Maastricht was a key Roman castrum at the bridge where the main road from Cologne to Gaul crossed the River Maas (Meuse). Archaeological remnants of a 1700-year-old Roman urban square are still visible to guests taking breakfast at the central Derlon Hotel. Later in the 4th century, Armenian born St Servaas (Servatius) was buried in Maastricht leading it to develop into a major spiritual centre. Over future centuries the city's rise was frequently interrupted by wars and sieges.

In 1830, when most of the southern Netherlands joined newly formed Belgium, Maastricht was 'saved' by commander Bernardus Dibbets who refused to accept a Belgian ultimatum and withstood a siege, leaving the city in Dutch hands as a disconnected exclave until 1839 when the Netherlands reclaimed enough of eastern Limburg to connect it to the rest of the Dutch state. This geographical appendix has lasted ever since, Maastricht hanging cartographically from the rest of the country, hemmed in on three sides by Belgium and Germany.
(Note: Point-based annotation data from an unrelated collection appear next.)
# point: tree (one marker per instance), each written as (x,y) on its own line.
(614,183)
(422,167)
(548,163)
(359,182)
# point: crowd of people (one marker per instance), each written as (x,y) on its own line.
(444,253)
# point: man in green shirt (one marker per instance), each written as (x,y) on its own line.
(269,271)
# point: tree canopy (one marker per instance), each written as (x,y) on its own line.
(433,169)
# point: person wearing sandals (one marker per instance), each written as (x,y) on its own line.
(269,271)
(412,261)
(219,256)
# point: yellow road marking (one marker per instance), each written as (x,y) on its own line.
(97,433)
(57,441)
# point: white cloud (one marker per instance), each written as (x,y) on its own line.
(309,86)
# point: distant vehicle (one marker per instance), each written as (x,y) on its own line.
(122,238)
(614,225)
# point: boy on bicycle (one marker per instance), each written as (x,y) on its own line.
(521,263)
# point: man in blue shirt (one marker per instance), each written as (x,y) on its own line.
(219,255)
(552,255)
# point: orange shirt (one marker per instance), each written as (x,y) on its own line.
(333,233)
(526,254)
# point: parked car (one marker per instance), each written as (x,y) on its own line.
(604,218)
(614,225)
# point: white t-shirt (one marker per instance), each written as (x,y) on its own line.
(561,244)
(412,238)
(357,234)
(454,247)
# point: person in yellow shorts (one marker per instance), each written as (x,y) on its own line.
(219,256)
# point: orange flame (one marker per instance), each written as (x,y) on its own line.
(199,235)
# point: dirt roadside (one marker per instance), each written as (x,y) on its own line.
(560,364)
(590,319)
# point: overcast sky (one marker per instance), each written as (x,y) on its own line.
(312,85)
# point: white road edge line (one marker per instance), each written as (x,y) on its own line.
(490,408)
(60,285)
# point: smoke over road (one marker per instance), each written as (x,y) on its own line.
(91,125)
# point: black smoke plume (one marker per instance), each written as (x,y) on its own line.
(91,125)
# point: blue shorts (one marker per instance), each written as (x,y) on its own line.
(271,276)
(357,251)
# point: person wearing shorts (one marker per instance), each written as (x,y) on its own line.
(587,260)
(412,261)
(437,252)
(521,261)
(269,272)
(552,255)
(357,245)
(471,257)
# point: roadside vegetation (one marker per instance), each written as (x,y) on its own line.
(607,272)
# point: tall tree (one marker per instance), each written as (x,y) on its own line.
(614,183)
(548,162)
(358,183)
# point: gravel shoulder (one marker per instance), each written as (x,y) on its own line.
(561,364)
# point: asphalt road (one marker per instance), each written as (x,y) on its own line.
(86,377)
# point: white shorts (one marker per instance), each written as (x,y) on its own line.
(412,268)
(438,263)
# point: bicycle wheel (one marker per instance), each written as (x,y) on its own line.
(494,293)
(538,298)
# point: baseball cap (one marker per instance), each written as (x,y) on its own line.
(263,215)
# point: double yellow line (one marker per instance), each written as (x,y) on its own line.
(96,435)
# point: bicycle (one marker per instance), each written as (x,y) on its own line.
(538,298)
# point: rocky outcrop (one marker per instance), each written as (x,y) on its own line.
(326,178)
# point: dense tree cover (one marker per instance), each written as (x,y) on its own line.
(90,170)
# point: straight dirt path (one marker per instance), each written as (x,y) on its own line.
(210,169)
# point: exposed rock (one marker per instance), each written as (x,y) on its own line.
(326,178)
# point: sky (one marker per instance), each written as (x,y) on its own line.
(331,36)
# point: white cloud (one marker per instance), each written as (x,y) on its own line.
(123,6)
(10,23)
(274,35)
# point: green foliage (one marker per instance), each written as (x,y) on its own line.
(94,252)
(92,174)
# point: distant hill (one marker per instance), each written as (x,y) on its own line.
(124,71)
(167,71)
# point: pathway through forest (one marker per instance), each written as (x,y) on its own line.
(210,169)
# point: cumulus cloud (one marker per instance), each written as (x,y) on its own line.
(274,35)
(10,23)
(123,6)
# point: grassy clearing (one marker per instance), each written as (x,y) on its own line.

In the 20th-century it was this very precarious position that saved the city from war damage: the Dutch government simply didn't bother mounting a defence.

Its geographical legacy has bequeathed Maastricht a pan-European flavour and fittingly the city was chosen for the signing of the February 1992 treaty that created the EU from the former EEC and paved the way for the Euro common currency.